The House Stealing of Vacation Homes Reminds Us Why Timeshare Ownership Makes Sense
Saturday, October 17, 2009
Since the media seems to prefer to cover more stories of timeshare scams and problems than the testimonials of the many very happy timeshare owners, it can be easy to get the impression that timeshare is the only part of the vacation industry where unscrupulous people try to make money by preying on others.
But when you hear the recent accounts of house stealing, you realize that no industry can be fully insulated—no matter how hard they many try.
House stealing is a crime on the rise and while it shows up in all areas of real estate, privately owned vacation homes can be especially vulnerable.
The crime begins with the identity theft of the vacation home owner (although any property can be at risk). At a vacation home, it can be especially easy to set up mail delivery to the physical address because the absentee owner might never realize this has occurred. However, even safeguarding your mail delivery is not enough to protect you. Home stealers can also operate without access to your mail.
The criminal then uses standard forms for real estate transfer (available at any office supply store) to transfer your vacation home property (at this point they have fake IDs to prove they are “you”) to whomever is their working partner in their crime or even back to their own real identity. Now they appear to own your home, which they can then sell or refinance—either way, keeping any cash for themselves.
Some vacation home stealers take photos of the property to make it easier to sell it online. Out of state buyers may not visit the home for many months. Little will that buyer know that the photos (which could be real pictures of your vacation home or could be photos of any other property) and the keys he received to the front door are totally bogus.
Self Defense for Vacation Home Owners
Owning a vacation home you only visit occasionally has always come with its own measure of challenges, including maintenance, security, and ongoing repairs that all fall to the homeowner. Now it seems that the risk of scams, fraud, and house stealing have become part of the package too.
Here’s what the FBI advises to help you protect yourself, “From time to time, it’s also a good idea to check all information pertaining to your house through your county’s deeds office. If you see any paperwork you don’t recognize or any signature that is not yours, look into it.” They also suggest that you be vigilant about getting to the root of any documents you receive in the mail that are related to a mortgage or property transaction. Don’t just assume that because they aren’t from your mortgage company that they are a paperwork error. They could be the tip of the iceberg to a serious crime, of which you may be the victim.
The Timeshare Alternative
Owning timeshare means vacation ownership where you only pay for the days and nights you are entitled to use the property—and not for all the days your schedule wouldn’t permit you to be enjoying it anyway.
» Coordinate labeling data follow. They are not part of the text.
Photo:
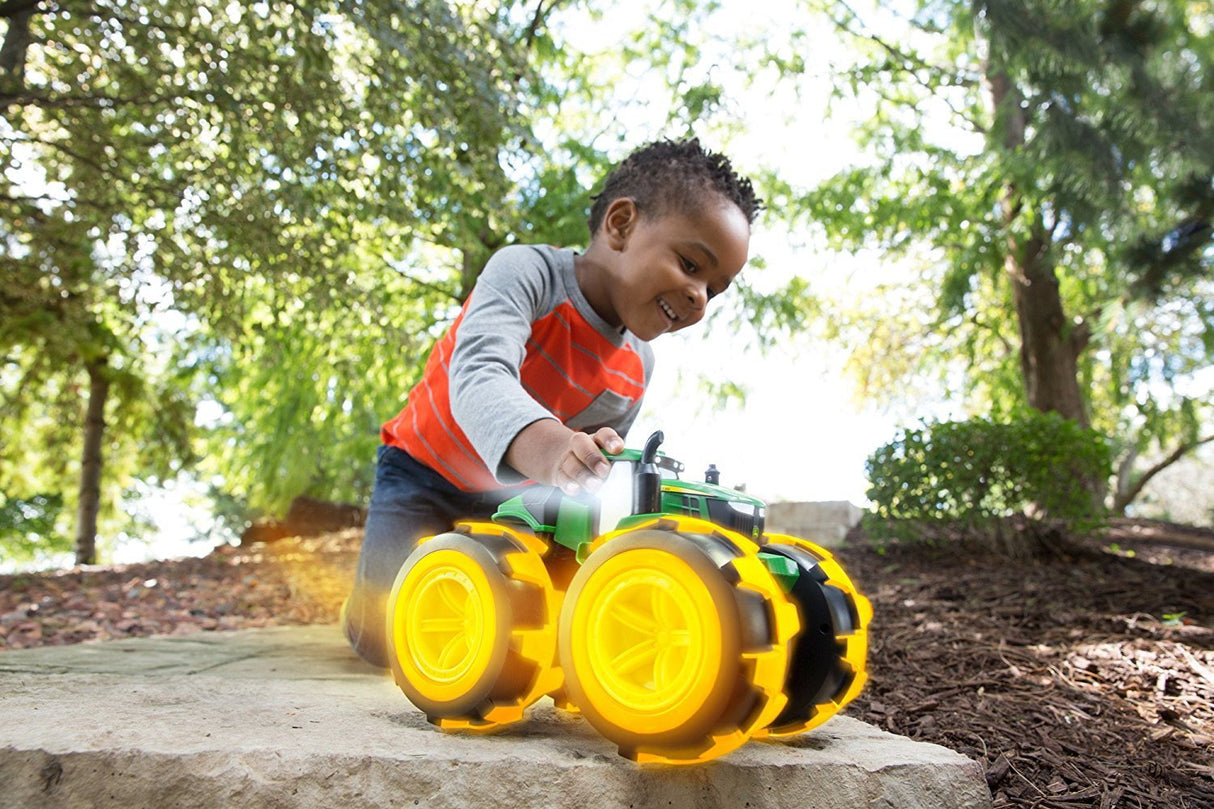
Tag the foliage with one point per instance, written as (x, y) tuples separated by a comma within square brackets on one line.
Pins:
[(980, 471), (256, 218), (1047, 146), (177, 174), (27, 527)]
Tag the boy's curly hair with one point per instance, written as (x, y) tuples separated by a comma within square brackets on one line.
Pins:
[(674, 175)]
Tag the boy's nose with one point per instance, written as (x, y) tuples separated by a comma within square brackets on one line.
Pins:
[(697, 295)]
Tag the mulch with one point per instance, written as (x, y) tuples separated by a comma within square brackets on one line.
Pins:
[(1081, 679)]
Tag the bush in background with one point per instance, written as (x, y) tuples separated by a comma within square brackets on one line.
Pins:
[(979, 475)]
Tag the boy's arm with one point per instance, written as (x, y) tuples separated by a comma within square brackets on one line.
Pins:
[(551, 453), (516, 436)]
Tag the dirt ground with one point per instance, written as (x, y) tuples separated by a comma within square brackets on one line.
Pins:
[(1085, 679)]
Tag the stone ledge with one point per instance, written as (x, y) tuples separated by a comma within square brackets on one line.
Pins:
[(289, 718)]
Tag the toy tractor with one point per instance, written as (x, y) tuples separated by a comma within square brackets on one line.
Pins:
[(679, 635)]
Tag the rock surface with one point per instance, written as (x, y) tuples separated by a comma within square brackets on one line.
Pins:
[(289, 718)]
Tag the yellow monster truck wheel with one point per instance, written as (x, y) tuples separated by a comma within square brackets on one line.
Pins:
[(674, 640), (828, 656), (471, 627)]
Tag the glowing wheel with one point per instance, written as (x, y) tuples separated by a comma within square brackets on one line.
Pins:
[(667, 645), (470, 627)]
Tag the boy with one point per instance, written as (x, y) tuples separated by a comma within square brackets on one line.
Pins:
[(545, 366)]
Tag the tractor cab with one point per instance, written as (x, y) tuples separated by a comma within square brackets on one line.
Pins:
[(573, 521)]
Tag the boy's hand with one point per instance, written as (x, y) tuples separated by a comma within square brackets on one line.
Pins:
[(583, 467), (551, 453)]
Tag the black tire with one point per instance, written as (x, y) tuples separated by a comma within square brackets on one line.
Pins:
[(828, 656)]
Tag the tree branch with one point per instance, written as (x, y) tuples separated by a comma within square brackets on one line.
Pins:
[(1123, 498)]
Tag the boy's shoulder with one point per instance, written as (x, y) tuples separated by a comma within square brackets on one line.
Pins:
[(532, 255), (538, 269)]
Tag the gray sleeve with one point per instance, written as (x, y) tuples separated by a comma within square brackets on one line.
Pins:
[(486, 395)]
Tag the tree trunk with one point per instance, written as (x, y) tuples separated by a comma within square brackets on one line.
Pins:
[(1049, 343), (91, 463)]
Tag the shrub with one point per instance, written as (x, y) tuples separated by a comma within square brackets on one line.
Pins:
[(979, 473)]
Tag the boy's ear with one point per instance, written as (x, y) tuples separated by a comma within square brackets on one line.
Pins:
[(619, 221)]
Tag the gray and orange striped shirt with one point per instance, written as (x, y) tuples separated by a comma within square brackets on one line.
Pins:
[(526, 346)]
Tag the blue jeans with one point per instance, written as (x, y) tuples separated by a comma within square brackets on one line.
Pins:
[(409, 502)]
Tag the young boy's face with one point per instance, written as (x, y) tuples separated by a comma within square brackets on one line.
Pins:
[(669, 266)]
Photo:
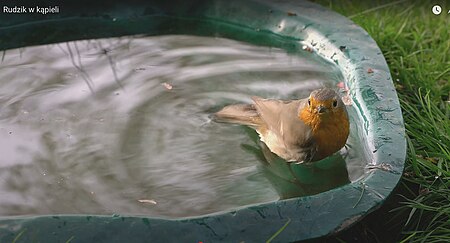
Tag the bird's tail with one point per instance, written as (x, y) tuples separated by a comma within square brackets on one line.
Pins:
[(244, 114)]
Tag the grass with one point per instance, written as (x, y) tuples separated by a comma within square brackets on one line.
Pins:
[(416, 45)]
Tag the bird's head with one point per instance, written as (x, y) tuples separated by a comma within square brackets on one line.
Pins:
[(324, 102), (323, 105)]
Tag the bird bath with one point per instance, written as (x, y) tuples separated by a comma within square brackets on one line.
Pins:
[(275, 32)]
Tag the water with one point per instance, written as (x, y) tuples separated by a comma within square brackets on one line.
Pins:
[(95, 126)]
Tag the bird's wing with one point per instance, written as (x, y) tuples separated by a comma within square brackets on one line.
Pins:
[(281, 117)]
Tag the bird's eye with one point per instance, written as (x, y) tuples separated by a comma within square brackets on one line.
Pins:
[(334, 103)]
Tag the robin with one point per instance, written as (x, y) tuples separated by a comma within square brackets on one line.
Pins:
[(301, 131)]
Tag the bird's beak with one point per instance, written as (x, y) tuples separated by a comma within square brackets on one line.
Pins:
[(321, 109)]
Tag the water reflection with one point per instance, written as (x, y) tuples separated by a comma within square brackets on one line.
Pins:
[(94, 126)]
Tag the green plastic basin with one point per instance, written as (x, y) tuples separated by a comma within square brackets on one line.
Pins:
[(259, 22)]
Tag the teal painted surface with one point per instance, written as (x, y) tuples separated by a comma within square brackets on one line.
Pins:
[(258, 22)]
Timeshare ownership means that someone is always at your resort property, 365 day a year. Your timeshare vacation home is never a vulnerable empty site, prey to criminals.
When repairs or maintenance is warranted, your timeshare is covered. Your annual fees, along with the fees of all the co-owners at your timeshare resort, take care of not only the cost of the service but the property management to get the job done and follow up that it is done properly.
Owning a timeshare or timeshare resale gives you vacation opportunities at your favorite destination, but, let’s face it, it eliminates many of the vacation homeowner headaches and concerns.